Los Angeles-based Magnetek Inc. announced Tuesday that Frank Perna Jr. has resigned as president and chief executive of the troubled maker of electrical equipment. Chairman Andrew G. Galef will act as chief executive until a replacement is found.
Perna joined Magnetek, which was formed in 1984, as president and member of the board in June, 1985. He became chief executive in July, 1990. Sales rose from $195 million to $1.5 billion in the fiscal year ended June 30, 1993. Magnetek now has 60 manufacturing and service centers worldwide, with 18,000 employees.
Perna led the company to inclusion as one of the Fortune 500 companies in less than three years, the most rapid growth ever recorded in the index.
Much of the growth is attributable to commercial and industrial demand for the company’s energy-efficient ballasts for fluorescent lighting.

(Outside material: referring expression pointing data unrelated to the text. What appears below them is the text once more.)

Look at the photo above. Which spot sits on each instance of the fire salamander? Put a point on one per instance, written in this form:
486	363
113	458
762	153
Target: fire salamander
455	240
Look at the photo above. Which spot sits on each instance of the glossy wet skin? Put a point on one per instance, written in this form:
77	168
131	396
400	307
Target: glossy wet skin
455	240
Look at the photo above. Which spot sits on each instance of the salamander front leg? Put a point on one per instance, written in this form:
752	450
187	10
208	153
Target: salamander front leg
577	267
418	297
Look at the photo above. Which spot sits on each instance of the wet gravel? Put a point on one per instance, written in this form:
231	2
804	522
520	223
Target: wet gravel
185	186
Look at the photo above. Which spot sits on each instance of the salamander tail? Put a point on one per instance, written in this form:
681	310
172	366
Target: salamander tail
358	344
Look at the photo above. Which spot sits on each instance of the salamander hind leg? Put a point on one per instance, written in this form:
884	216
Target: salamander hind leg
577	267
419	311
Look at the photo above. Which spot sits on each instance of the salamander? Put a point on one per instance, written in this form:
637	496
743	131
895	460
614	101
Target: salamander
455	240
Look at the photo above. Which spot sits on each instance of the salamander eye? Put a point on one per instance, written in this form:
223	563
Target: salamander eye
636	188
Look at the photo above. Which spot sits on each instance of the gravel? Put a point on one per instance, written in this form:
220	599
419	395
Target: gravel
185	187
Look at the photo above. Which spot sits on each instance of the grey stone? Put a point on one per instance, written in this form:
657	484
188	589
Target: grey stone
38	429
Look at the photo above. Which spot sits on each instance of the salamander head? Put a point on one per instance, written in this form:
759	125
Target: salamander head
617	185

To avoid having to build more power plants, utilities have recently offered rebates to companies that switch to high-efficiency lighting systems.
But Magnetek overestimated the demand, according to analysts and investors, and distributors ordered far more ballasts than were needed. Demand for new units has been stalled while the distributors reduce their excess inventory. Fourth-quarter earnings dropped 67% from fiscal 1992.
“The opportunity in this market is immense,” Perna said Tuesday, “but this market has never gone through such turbulence with regard to supply and demand.”
Perna said he has no definite plans, but had been considering such a move for some time. “My primary plans right now are to have some fun,” he said.
Carlene Murphy, co-manager of the Strong Common Stock Fund and Strong Opportunity Fund in Milwaukee, which sold their Magnetek holdings earlier this year, said: “Frank Perna is a very good operating manager. He might have been a little bit optimistic about the prospects for some of the businesses.”
Meanwhile, Jennifer Pokrzywinsky, an analyst at Morgan Stanley in New York, upgraded her recommendation Tuesday to “buy.”
Magnetek stock closed Tuesday at $13.375 a share on the New York Stock Exchange, up 25 cents for the day. The stock recently plunged to $12.50 a share from a high of $25.50 early in the year.